Die Boten Gottes sind für uns Menschen oft nicht fassbar. Und doch lässt sich ihr Wirken erfahren, wie sie uns schützen und ermutigen, wie sie uns Gottes Liebe nahe bringen. Im Rückblick bekennen viele Menschen dankbar: „In wie viel Not hat nicht der gnädige Gott über dir Flügel gebreitet (Evangelisches Gesangbuch 317,3). Aber jeder, der das selbst so erfahren hat, kennt schmerzhafte Beispiele, wo offensichtlich Gottes Schutz gefehlt hat. Wir wissen nicht, wieso es den einen gut ergeht und den anderen nicht. Doch wir dürfen daran festhalten: Nichts kann uns aus der Hand Gottes reißen, was immer uns im Einzelnen zustoßen mag. Darauf dürfen wir unsere Zuversicht gründen, denn „er hat seinen Engeln befohlen, dass sie dich behüten auf allen deinen Wegen, dass sie dich auf den Händen tragen und du deinen Fuß nicht an einen Stein stoßest“ (Psalm 91,11-12).

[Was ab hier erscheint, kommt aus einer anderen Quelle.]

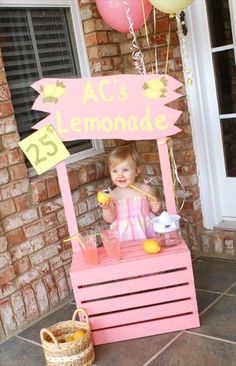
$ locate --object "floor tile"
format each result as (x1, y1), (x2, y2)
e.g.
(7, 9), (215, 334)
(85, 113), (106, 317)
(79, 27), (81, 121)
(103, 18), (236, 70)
(196, 290), (220, 314)
(194, 295), (236, 342)
(0, 337), (45, 366)
(94, 332), (177, 366)
(19, 304), (76, 344)
(148, 333), (236, 366)
(193, 258), (236, 292)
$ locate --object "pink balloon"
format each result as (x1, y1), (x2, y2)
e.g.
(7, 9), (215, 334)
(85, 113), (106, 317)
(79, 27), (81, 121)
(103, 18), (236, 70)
(96, 0), (152, 33)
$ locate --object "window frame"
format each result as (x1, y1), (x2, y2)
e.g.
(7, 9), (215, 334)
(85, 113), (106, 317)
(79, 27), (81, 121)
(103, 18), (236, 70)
(0, 0), (104, 176)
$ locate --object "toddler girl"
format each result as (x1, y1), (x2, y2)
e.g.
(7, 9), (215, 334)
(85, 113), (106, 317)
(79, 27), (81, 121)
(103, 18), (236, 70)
(100, 146), (160, 241)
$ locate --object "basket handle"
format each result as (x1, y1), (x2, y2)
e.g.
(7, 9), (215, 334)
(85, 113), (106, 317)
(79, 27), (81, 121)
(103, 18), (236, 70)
(40, 328), (59, 348)
(72, 308), (89, 324)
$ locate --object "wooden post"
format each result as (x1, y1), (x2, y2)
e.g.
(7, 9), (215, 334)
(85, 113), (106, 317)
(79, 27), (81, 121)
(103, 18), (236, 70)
(157, 138), (176, 215)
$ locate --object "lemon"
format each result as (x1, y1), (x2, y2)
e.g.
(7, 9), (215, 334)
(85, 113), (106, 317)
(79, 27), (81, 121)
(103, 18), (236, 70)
(97, 191), (111, 204)
(143, 239), (161, 254)
(65, 336), (74, 343)
(73, 329), (86, 341)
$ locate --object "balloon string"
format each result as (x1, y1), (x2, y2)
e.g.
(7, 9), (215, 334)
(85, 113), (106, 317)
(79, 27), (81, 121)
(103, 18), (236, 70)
(153, 7), (158, 74)
(165, 16), (171, 74)
(122, 0), (146, 75)
(175, 15), (193, 86)
(142, 0), (153, 74)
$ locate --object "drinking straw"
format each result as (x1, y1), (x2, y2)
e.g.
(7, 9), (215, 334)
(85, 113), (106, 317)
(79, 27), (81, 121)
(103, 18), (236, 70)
(129, 184), (156, 201)
(63, 232), (85, 248)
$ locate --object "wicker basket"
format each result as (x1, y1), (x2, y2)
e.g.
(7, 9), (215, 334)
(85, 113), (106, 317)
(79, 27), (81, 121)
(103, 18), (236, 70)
(40, 309), (95, 366)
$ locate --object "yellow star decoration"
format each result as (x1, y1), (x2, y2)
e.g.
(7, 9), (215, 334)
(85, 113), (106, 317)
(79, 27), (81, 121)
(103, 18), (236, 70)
(143, 77), (168, 99)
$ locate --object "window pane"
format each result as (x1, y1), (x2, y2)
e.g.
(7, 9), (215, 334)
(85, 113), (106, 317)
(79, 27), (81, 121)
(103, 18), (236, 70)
(0, 8), (92, 153)
(213, 50), (236, 114)
(206, 0), (233, 47)
(221, 118), (236, 177)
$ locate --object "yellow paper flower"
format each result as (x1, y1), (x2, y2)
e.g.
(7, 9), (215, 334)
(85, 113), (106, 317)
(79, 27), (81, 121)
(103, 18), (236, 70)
(40, 81), (65, 103)
(143, 77), (167, 99)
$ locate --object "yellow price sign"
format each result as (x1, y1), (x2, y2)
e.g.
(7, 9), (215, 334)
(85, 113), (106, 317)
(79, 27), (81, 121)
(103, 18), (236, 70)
(19, 124), (70, 175)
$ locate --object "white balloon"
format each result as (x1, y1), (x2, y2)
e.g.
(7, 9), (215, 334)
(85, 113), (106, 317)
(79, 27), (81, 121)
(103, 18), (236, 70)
(149, 0), (193, 14)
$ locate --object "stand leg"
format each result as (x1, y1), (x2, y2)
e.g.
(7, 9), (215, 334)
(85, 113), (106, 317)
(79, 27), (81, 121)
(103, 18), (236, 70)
(157, 139), (176, 215)
(56, 161), (80, 253)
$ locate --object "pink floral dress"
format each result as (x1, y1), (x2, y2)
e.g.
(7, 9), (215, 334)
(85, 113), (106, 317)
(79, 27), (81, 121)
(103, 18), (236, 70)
(111, 196), (155, 242)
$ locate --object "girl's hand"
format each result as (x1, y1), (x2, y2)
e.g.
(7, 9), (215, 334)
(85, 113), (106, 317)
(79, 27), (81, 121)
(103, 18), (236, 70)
(99, 201), (111, 210)
(149, 199), (161, 214)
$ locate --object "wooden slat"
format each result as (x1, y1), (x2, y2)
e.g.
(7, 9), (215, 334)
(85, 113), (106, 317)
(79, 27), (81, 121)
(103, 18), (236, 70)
(90, 299), (196, 330)
(75, 269), (192, 301)
(71, 242), (191, 286)
(92, 314), (199, 345)
(74, 285), (195, 315)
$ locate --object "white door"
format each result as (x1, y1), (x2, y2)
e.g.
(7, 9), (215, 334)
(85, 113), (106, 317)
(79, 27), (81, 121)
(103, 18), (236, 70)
(182, 0), (236, 229)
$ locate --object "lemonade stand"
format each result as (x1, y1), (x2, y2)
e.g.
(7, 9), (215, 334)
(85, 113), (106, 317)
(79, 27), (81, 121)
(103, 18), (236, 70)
(21, 74), (199, 344)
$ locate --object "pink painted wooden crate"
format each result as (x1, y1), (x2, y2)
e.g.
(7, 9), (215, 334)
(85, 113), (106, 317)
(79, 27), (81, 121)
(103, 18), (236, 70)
(71, 242), (199, 344)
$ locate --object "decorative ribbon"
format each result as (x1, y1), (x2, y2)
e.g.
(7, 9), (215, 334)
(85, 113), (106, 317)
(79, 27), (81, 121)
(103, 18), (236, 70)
(175, 15), (193, 86)
(142, 0), (153, 74)
(153, 6), (158, 74)
(165, 14), (173, 74)
(122, 0), (146, 75)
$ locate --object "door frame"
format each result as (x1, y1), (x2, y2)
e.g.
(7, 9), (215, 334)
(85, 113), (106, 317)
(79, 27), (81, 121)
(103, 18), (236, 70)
(184, 0), (236, 229)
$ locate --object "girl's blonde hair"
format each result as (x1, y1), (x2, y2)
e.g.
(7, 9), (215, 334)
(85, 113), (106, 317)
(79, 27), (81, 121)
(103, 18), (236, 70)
(108, 145), (141, 170)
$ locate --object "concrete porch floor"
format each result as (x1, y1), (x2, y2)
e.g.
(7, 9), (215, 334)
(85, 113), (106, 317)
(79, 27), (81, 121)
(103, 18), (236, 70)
(0, 257), (236, 366)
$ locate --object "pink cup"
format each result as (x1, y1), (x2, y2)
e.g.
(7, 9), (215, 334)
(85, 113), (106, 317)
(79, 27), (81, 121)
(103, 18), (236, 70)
(101, 229), (120, 261)
(81, 230), (98, 265)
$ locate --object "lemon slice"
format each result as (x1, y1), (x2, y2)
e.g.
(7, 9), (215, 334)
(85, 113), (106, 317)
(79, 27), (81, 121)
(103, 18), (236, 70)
(143, 239), (161, 254)
(97, 191), (111, 204)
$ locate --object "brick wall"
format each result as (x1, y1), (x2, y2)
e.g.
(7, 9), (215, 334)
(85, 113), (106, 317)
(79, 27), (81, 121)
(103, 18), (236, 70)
(0, 0), (235, 339)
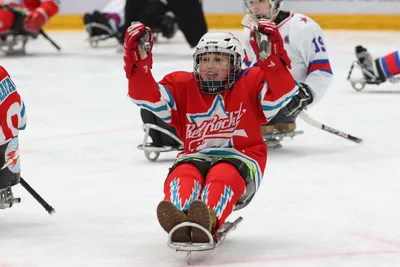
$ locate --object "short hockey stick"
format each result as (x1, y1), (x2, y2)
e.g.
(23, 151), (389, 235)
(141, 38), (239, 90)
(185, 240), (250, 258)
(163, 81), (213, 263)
(299, 110), (363, 144)
(241, 13), (271, 61)
(20, 177), (56, 215)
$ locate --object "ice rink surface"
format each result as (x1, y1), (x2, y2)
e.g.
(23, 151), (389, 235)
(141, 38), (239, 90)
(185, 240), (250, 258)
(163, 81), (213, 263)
(0, 31), (400, 267)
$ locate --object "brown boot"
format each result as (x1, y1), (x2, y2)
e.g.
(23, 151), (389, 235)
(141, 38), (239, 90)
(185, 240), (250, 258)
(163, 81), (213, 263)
(188, 200), (217, 243)
(157, 200), (191, 242)
(274, 122), (296, 132)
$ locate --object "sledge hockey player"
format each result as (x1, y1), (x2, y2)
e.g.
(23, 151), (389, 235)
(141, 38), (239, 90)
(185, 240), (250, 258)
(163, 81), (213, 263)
(243, 0), (333, 147)
(348, 45), (400, 91)
(124, 21), (298, 243)
(83, 0), (126, 47)
(0, 66), (27, 209)
(83, 0), (207, 47)
(0, 0), (59, 54)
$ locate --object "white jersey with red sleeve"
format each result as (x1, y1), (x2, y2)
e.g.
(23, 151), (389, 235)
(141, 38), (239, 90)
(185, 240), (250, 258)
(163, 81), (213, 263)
(243, 12), (333, 106)
(0, 66), (27, 145)
(129, 62), (298, 191)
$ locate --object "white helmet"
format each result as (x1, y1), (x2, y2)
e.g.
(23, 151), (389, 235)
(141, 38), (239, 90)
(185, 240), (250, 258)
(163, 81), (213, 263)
(244, 0), (283, 19)
(193, 32), (243, 94)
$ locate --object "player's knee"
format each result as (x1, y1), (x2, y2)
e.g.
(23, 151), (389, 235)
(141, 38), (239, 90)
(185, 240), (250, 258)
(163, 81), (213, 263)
(0, 9), (14, 33)
(203, 162), (246, 203)
(164, 163), (203, 210)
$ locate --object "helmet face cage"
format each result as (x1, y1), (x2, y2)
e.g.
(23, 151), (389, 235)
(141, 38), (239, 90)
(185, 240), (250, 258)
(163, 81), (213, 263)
(244, 0), (282, 19)
(193, 46), (242, 94)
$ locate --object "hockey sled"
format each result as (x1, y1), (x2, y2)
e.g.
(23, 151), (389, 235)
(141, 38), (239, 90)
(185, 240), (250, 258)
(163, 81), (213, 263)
(0, 32), (37, 56)
(0, 186), (21, 209)
(168, 217), (243, 264)
(263, 130), (304, 149)
(85, 22), (118, 48)
(138, 123), (183, 162)
(347, 61), (400, 92)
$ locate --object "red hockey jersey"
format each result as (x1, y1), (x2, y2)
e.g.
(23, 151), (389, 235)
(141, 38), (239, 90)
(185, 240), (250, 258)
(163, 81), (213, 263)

Die Seligkeit von uns Menschen hängt nun nicht davon ab, ob wir bereit sind, mit Engeln zu rechnen. Wohl aber daran, ob wir bereit sind, mit Gott zu rechnen. Und Gott kommt, seit Jesus Mensch geworden ist, sehr menschlich zu uns: In einem Wort, das uns Mut macht; in einem Menschen, der uns gut tut; in einer Begegnung, die uns aufrichtet; in einer stillen Stunde, die wir zum aufzutanken brauchen; in einer Überdosis Hoffnung dort, wo nichts zu erwarten war; in einem Wort der Bibel, das uns plötzlich einleuchtet; in einer ausweglosen Lage, wenn plötzlich der nächste Schritt gelingt! Gott kommt, wie er will, manchmal in Engel- oder in Menschengestalt. Engel sind überall.


Engel ermutigen uns Menschen zum Leben, sie helfen und beschützen uns in sehr vielen Situationen unseres Lebens. Und oft erkenne ich in der konkreten Situation das Handeln und Wirken Gottes nicht, sondern erst viel später. Einfacher wäre es natürlich, ich würde den Boten Gottes sofort erspüren und erleben, wie es der folgende Text zum Ausdruck bringt:
Manchmal wünsche ich mir, ein Engel käme und würde mir den Weg zeigen – wie damals Rafael dem Tobias. Manchmal wünsche ich mir, ein Engel käme und würde mir frohe Botschaft bringen: „Fürchte dich nicht! Bei Gott ist nichts unmöglich“ – wie damals Gabriel der Maria. Manchmal wünsche ich mir, ein Engel käme und würde in all mein Denken hineinsprechen: „Der Immanuel, der Gott-mit-uns ist schon da“ – wie damals der Engel in Josefs Traum. Manchmal wünsche ich mir, ein Engel käme und würde mich zur Krippe führen, wo ich Gott im Unscheinbaren begegne – wie damals der Engel die Hirten in Bethlehem ... Immer wieder, wenn ich um mich schaue, sehe ich viele Engel, die meinen Weg kreuzen – Engel mit Menschengesichtern, Menschen mit Engelsgesichtern, die mich glauben lassen: Die Botschaft von der Menschenfreundlichkeit unseres Gottes, die Kunde seiner Menschwerdung wird täglich neu gesagt: „HEUTE ist Euch in der Stadt Davids der Heiland geboren, Christus, der HERR“.
Ich wünsche Ihnen allen eine gesegnete Advents- und Weihnachtszeit und vor allem wünsche ich Ihnen, dass Sie den Engel neben sich spüren dürfen!